The past weekend marked the 12th anniversary of a pretty nasty bug attack in the Mong Kok area of Hong Kong.

Mong Kok is the most densely populated place in the world.  Located on the Kowloon Peninsula on the island of Hong Kong, just off the coast of China, the area boasts a population density of about 130,000 people per square kilometer.  By comparison, Manhattan only has about 26,000 people per square kilometer.

Only a handful of months after the People’s Republic of China took Hong Kong back over, a Chinese government vampire hunting group ran into a few bugs in a tunnel under the Ladies Market of Mong Kok.  Had the bugs stayed underground the problem may have been small, but unfortunately, the bugs got startled and ran to the surface.

It was Saturday, October 11th, at about 9pm at night.  At that time of night, Tung Choi street is a mob scene.  The bugs burst into perhaps the most densely-packed crowd on Earth that night, and ravaged brutal swaths through the shoppers as they fled.  Since bugs tend to be much faster and stronger than regular people, they tore their way through the panicked crowds, creating even more damage as people trampled each other in fear.

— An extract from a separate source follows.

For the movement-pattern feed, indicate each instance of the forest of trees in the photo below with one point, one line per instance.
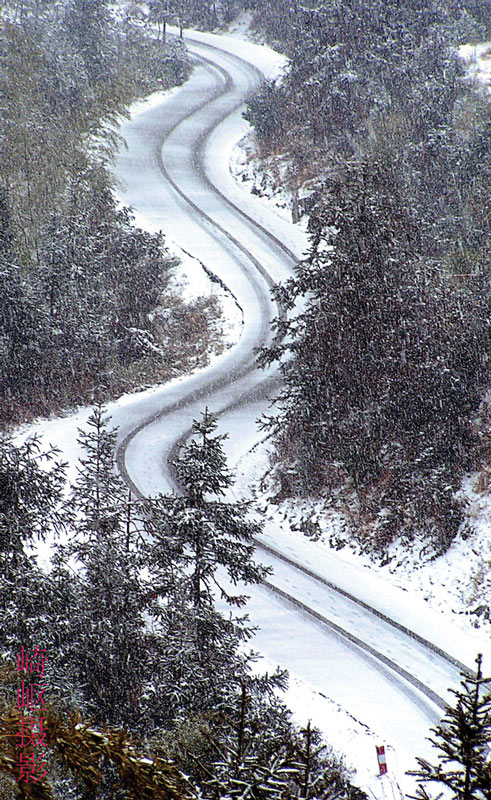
(77, 279)
(151, 690)
(132, 637)
(386, 366)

An estimated 7 people were killed by the bugs due to trauma, with an additional 34 succumbing to trauma from trampling.

To make matters worse, there was a H5N1 bird flu scare in Hong Kong at that time.  Due to fears the new Chinese government would simply euthanize anyone afflicted with a contagious disease, many of the people injured in the attack that night stayed at home and didn’t report their injuries.  And, as one would guess, many of these injured people developed all different types of infections.  As many people in Mong Kok tend to live in incredibly overcrowded apartments, these diseases and infections spread rapidly, and within days a huge outbreak of bug attacks hit.

And, like the Chinese government tends to do, it attempted to hide the whole thing.

Needless to say, the area was finally locked down, with hundreds of people treated by military field hospitals.  Countless others were removed from the area and transported to “special hospitals,” though none of them were ever seen again.

Of course, the Chinese government denies all of this to this day.